Il trouva sa femme déjeunant ; Adda, les cheveux bouclés, en petite robe blanche avec des nœuds bleus, mangeait sa côtelette de mouton. Varvara Pavlowna se leva aussitôt, et s’approcha de lui d’un air soumis. Il la pria de le suivre dans son cabinet, ferma la porte et commença à marcher d’un pas agité. Quant à elle, elle s’assit, croisa modestement ses mains l’une sur l’autre, et le suivit du regard. Elle avait encore les yeux fort beaux, bien que les paupières fussent peintes. Longtemps Lavretzky ne put proférer une parole ; il sentait qu’il n’était pas maître de lui-même ; il voyait bien que sa femme ne le craignait nullement, mais qu’elle se préparait à jouer un évanouissement.

– Écoutez-moi, madame, dit-il d’une voix étranglée et en serrant convulsivement les dents : nous n’avons plus à feindre l’un devant l’autre.
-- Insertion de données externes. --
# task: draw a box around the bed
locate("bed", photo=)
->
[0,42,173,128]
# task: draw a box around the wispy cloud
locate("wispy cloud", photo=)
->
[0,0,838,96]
Je ne crois pas à votre repentir ; et, même s’il était sincère, revenir à vous et vivre avec vous me serait impossible.

Varvara Pavlowna se mordit les lèvres et plissa sa paupière.

– C’est de la répugnance, se dit-elle, c’en est fait ; pour lui, je ne suis plus même une femme.

– C’est impossible, reprit Lavretzky en croisant son paletot. Je ne sais pourquoi vous m’avez fait l’honneur de venir ici ; probablement, vous n’avez plus d’argent.

– Hélas ! vous m’offensez, murmura-t-elle.

– En fin de compte, madame, pour mon malheur, vous êtes toujours ma femme ; je ne puis donc pas vous chasser de chez moi. Voici ce que je viens vous proposer : vous pouvez, aujourd’hui même, si cela vous plaît, aller demeurer à Lavriki. Vous le savez, la maison est jolie ; vous y aurez tout ce qui vous sera nécessaire en sus de votre pension… consentez-vous ?

Varvara Pavlowna porta à ses yeux son mouchoir brodé.

– Je vous ai déjà dit, fit-elle la lèvre tremblante, que je consens à tout ce qu’il vous conviendra de m’imposer. Mais, pour cette fois, vous me permettez du moins de vous remercier pour votre extrême générosité.

– Trêve de remercîments, je vous en supplie, dit-il avec impatience. Ainsi, dit Lavretzky en se rapprochant de la porte, je puis compter…

– Dès demain, je serai à Lavriki, répondit Varvara Pavlowna en se levant respectueusement de son fauteuil. Mais, Fédor Ivanowitch (elle ne disait plus Théodore), que voulez-vous ? je sais que je n’ai point encore mérité mon pardon… puis-je du moins espérer qu’avec le temps…

– Eh ! mon Dieu, Varvara Pavlowna, interrompit-il, vous êtes une femme d’esprit, mais moi non plus, je ne suis pas un imbécile. Je le sais, mon pardon vous est parfaitement indifférent. Je vous ai pardonné depuis longtemps, mais il y a entre nous un abîme.

– Je saurai me soumettre, répliqua-t-elle en baissant la tête. Je n’ai point oublié ma faute ; je n’aurais même pas été surprise que la nouvelle de ma mort vous eût fait plaisir, dit-elle avec douceur, en montrant de la main le numéro du journal que Lavretzky avait oublié sur la table.

Lavretzky tressaillit : le feuilleton était marqué au crayon. Varvara Pavlowna le regarda d’un air encore plus humble. Elle était très-belle en ce moment. Sa robe grise dessinait admirablement sa taille flexible, une taille de jeune fille ; son cou mince et délicat, encadré dans un petit col bien blanc, sa poitrine soulevée par une respiration régulière, aisée, ses bras sans bracelets, ses mains sans bagues, toute sa personne, enfin, depuis les cheveux ondés jusqu’au bout de la bottine qu’elle laissait voir, tout en elle trahissait un art exquis. Lavretzky l’enveloppa d’un regard de haine, il eut grand’peine à se retenir de crier brava ! à cette comédienne. Il se sentait capable de l’assommer sur place. Il sortit. Une heure après, il courait sur la route de Wassiliewskoé, et deux heures ne s’étaient pas écoulées que Varvara Pavlowna, s’étant fait amener le meilleur équipage de l’endroit, mit un simple chapeau de paille à voilette noire, un mantelet bien simple, confia Adda aux soins de Justine et se fit conduire à la maison des Kalitine. En questionnant les gens de la maison, elle apprit que son mari y allait tous les jours.